Her brothers Polyneices and Eteocles had struggled for control of Thebes, ending in the death of both as Poyneices attacks the city, when it is held by Eteocles. Creon decrees that Polyneices cannot be buried with proper ritual and his body should be left outside the city for the wild animals to eat. This was an appalling prospect for ancient Greeks, and the desire for soldiers to avoid such a fate is a major theme of Homer’s Iliad.
Antigone insists on mourning her brother and attending to his corpse in the normal manner. Her defiance of Creon leads to Creon imprisoning her in a tomb, where she commits suicide. The violence with which he imposes his will leads to the suicide of Antigone’s fiancé who is the son of Creon and then the suicide of Creon’s wife.
In the end Creon learns to accept the advice of Tireseas, the prophet persecuted by Oedipus, and to moderate his insistence on pushing his powers to the extreme. Antigone is the heroine of the customary, and even divine, law of Greece which precedes the edicts of tyrants like Creon, so can be seen as the defender of justice against laws based on political power rather than on the basic principles of human justice, what is often referred to since Aristotle as natural law.

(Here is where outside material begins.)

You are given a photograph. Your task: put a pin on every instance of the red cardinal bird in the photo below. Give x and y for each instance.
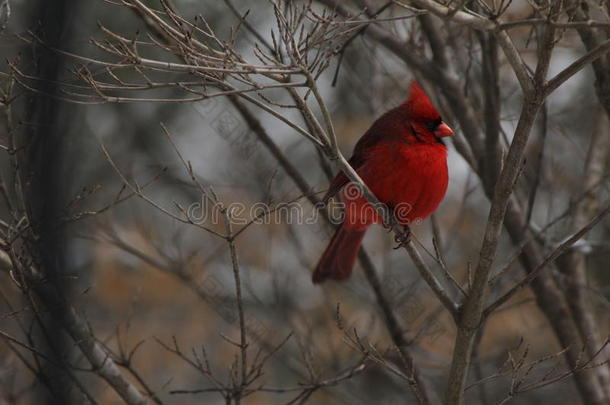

There are questions about how far the original audience would have seen Antigone as a character to be admired though. The society was intensely patriarchal and women defying the authority of men was a horrifying prospect. Perhaps the dramatic context provided an opportunity to push at the limits of the ideas normal to audience, maybe it just allowed them to think that one of the dangers of bad government is that it produces mad dangerous woman, and the play does portray Antigone as unhealthily obsessed with death.

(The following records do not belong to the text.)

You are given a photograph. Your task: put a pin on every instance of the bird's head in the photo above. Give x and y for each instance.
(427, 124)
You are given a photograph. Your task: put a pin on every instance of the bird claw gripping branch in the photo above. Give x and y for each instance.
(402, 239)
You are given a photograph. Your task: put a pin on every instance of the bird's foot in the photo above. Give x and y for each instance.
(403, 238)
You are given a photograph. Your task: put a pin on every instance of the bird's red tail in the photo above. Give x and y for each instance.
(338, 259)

She can be seen as a heroine of justice, and is often taken as a symbol of justice above the state, by those of classical liberal and libertarian persuasion, but others as well. She might also be taken as a symbol of conflicts over justice taken to a dangerous and self-destructive extreme, so that she is guilty as well as Creon, before he learns measure and moderation in the use of power. In any case, there is much to think about with regard to law and liberty in these plays, and it is important to recognise the ‘thinking about’ and not just impose simple interpretations inattentive to the details of the plays. Judgements of liberty and justice require respect for context and particularity.